50 Cars/50 States Program Solves Transportation Problem for a Struggling Veteran
Ed Coates wasn’t the lucky winner of a grand prize drawing.AAMCO | 12/31/2012
Ed Coates wasn’t the lucky winner of a grand prize drawing. And the vehicle presented to him in November wasn’t new.
It was the red 1999 Dodge Caravan that he already owned.
But there was one difference from the last time he’d seen it. When Coates put the key in the ignition, it started.
“I was beyond happy to see my van fixed,” Coates said. A three-time recipient of the Purple Heart, he had deployed with the Army during Desert Storm once and Iraq twice and was injured each time.
Earlier this year, he was named a recipient of 50 Cars in 50 States, which is a partnership between AAMCO and the Military Order of the Purple Heart to repair vehicles of combat veterans.
In July, Coates and his wife, Teresa, were staying with friends in Lake Station when they decided to pack up their three daughters – ages 4, 2 and 1 – to move to Indianapolis. They hoped to find a house to make their home.
But about 90 miles later, the Dodge Caravan broke down in Lafayette.
After a two-month stay at the Salvation Army Family Emergency Shelter, Coates moved to the Indiana Veterans’ Home. His wife and daughters stayed with friends in Lafayette.
Every Monday, he rode three different buses to go see his family. It took 45 minutes.
When Coates received his working van on Nov. 12 – a Monday – he said the first place he went was to see his family. He drove.
Now he can pick up his daughters and see them every other day or every few days. He takes them to parks or on rare occasions, back to the veterans home. But he said his wife has left him, and he doesn’t know if she’ll be back.
Coates has been looking for a job since he returned to the United States in 2009, years before coming to Lafayette.
With his van, he can drive to submit applications and go on interviews. He said he has two interviews coming up.
He earns a small income from still serving in the National Guard, but he said most of it goes for diapers.
And because of his time in combat and his injuries, he has constant ringing in his ears, short-term memory loss and isn’t allowed to lift more than 20 pounds, making it difficult for him to keep a job.

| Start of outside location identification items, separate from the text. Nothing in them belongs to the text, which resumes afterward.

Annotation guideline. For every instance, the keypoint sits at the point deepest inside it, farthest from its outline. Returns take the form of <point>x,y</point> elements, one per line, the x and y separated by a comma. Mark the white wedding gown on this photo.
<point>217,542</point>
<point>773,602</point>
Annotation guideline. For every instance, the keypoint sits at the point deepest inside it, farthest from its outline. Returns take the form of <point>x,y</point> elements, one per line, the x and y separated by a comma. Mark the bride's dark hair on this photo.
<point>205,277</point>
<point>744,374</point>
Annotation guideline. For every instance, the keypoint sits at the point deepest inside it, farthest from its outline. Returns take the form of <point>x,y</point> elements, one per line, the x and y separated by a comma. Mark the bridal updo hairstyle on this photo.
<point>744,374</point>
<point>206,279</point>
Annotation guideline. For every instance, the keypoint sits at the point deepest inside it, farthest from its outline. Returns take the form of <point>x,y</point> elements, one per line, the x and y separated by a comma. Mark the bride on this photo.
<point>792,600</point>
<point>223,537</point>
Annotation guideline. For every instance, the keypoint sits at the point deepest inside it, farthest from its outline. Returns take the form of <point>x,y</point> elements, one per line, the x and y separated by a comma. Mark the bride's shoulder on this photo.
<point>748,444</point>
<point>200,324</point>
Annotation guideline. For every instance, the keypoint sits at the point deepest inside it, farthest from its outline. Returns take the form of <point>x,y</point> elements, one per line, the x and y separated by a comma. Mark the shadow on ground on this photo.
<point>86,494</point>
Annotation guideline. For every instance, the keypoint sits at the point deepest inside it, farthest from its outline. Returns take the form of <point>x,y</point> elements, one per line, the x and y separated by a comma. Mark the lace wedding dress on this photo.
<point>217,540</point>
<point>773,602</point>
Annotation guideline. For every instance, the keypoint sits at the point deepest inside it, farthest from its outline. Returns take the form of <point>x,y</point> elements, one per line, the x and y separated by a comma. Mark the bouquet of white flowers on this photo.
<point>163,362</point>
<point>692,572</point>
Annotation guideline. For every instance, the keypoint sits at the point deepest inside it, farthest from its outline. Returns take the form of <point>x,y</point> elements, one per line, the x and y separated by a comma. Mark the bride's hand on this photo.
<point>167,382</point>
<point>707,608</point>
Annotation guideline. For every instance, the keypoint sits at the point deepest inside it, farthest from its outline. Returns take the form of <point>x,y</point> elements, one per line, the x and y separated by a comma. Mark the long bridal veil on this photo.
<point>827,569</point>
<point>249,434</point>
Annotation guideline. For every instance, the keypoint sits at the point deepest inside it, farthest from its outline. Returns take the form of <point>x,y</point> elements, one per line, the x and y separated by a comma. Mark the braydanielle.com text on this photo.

“I’ve been applying all around town,” he said. “I’ll do anything I can get.”
He’s considering going to stay with his parents in Tennessee, but if a job in Lafayette works out, Coates said he’d come back.
“And I’d rather be back up here in case my wife decides to come back,” he said.
Taking care of his family is Coates’s top priority.
“Ultimately, I want to be wherever I can have a job and feed my girls.”